From Dream to Reality – The Making of Rubicon
The conference room was abuzz, reporters from every corner of the globe, pressed into the stuffy room, awaiting the space agency chief. When he finally appeared, he took them through an elaborately detailed explanation of the mission to Mars.
“We launched three ships last year, carrying the heavy robotic equipment that began the excavation of the site. Rubicon is the vision of some of the brightest thinkers of our day. It will be brought into existence far below the surface of Mars, protected from harsh conditions and elements by the tons of rock and dirt above its domed atriums and long network of corridors.”
A flurry of questions and an hour later, the news agencies were reporting on the biggest story of the year. Choosing the site for the settlement had taken years of research by teams of explorers, seeking out the best location for a permanent home on Mars. The task was not simple. The settlement structures had to meet specific requirements that ensured the survival of the occupants.
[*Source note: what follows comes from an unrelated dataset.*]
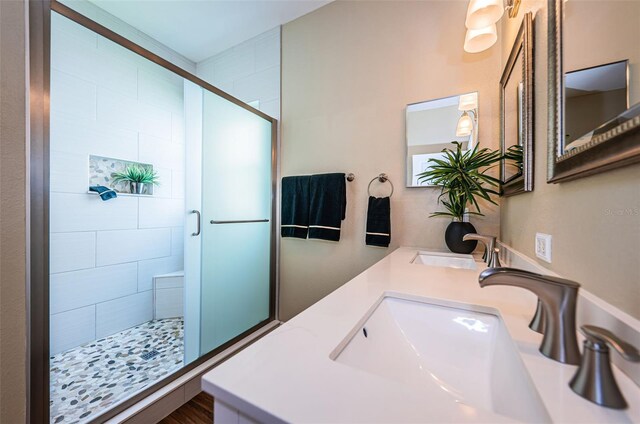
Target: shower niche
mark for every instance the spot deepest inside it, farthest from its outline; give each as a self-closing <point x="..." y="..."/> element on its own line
<point x="113" y="173"/>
“And on Mars, that is a tough ask. Stay tuned as we bring you more on the launch of the Rubicon mission to Mars after these messages,” a well-groomed news anchor concluded the segment that aired across the country the same night as the chief’s news conference.
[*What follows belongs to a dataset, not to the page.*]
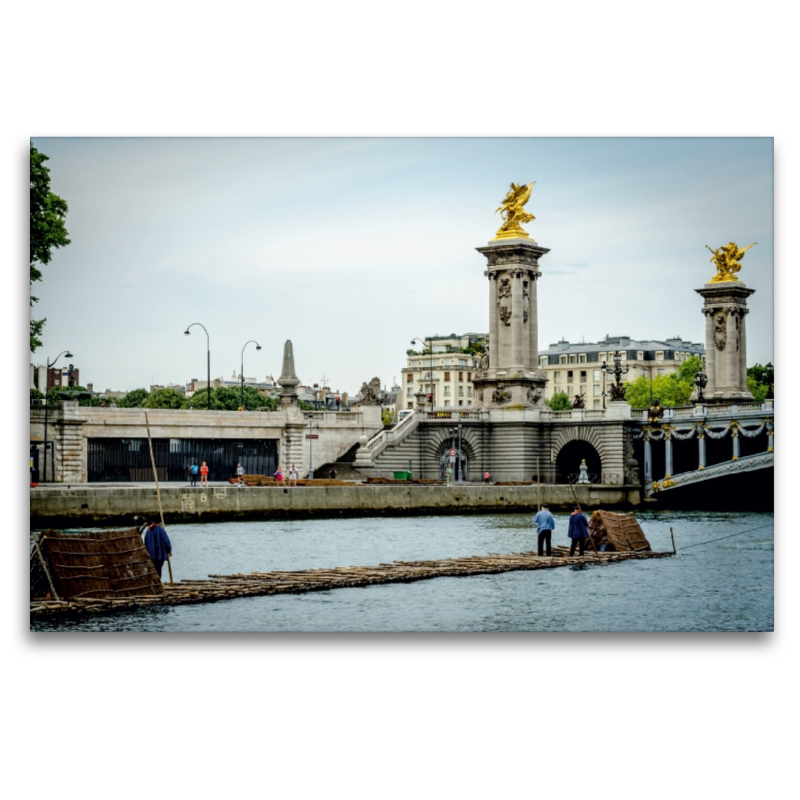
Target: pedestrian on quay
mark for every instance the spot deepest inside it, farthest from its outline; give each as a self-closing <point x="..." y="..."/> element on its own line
<point x="158" y="546"/>
<point x="578" y="530"/>
<point x="545" y="525"/>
Her notes were filled with Mars facts and information. She read through them again, preparing to go live when the commercials segment ended.
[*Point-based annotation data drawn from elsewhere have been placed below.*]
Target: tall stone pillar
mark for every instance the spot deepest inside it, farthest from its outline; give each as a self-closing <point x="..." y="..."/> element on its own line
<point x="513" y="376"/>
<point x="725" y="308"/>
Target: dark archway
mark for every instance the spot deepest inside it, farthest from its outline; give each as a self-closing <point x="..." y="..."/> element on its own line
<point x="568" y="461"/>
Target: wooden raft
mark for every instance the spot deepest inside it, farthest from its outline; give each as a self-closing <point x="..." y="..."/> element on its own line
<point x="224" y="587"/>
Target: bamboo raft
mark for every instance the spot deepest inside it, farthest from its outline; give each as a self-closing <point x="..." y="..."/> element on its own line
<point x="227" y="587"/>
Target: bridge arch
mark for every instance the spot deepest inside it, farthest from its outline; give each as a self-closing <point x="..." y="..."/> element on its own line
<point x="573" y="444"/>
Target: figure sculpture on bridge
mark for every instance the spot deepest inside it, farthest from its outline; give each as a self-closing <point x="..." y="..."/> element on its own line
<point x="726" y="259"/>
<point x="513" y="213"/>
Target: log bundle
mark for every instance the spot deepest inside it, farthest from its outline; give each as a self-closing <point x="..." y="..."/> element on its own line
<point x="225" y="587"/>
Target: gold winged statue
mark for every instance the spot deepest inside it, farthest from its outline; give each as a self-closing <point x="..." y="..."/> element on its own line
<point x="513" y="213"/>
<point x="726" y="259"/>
Besides the deadly, unbreathable atmosphere and much lower gravity, teams of building crews knew their biggest challenge was the probability of a direct meteorite hit. She worked on her script, refining the complex jargon into terms the viewers of her popular broadcast could digest.
Mars is routinely pelted with space debris, which makes for deadly projectiles, unchecked by the thin atmosphere of the Red Planet. It’s unlike Earth, with its dense atmosphere that slows down projectiles, preventing many of them from entering as they “skim” off the cushion of air above our heads. Mars’s atmosphere does little to slow down or deflect the flying boulders, rocks and pebbles that rain down in random, deadly showers. A meteorite strike is a foregone conclusion. No structure proposed for a surface settlement is capable of repelling or surviving a strike that could instantly wreak havoc and cause death.
Yes, dramatizing the possibility of people dying out there would help add to the excitement of what was, really, just another space science lesson. Show them the stakes, she thought.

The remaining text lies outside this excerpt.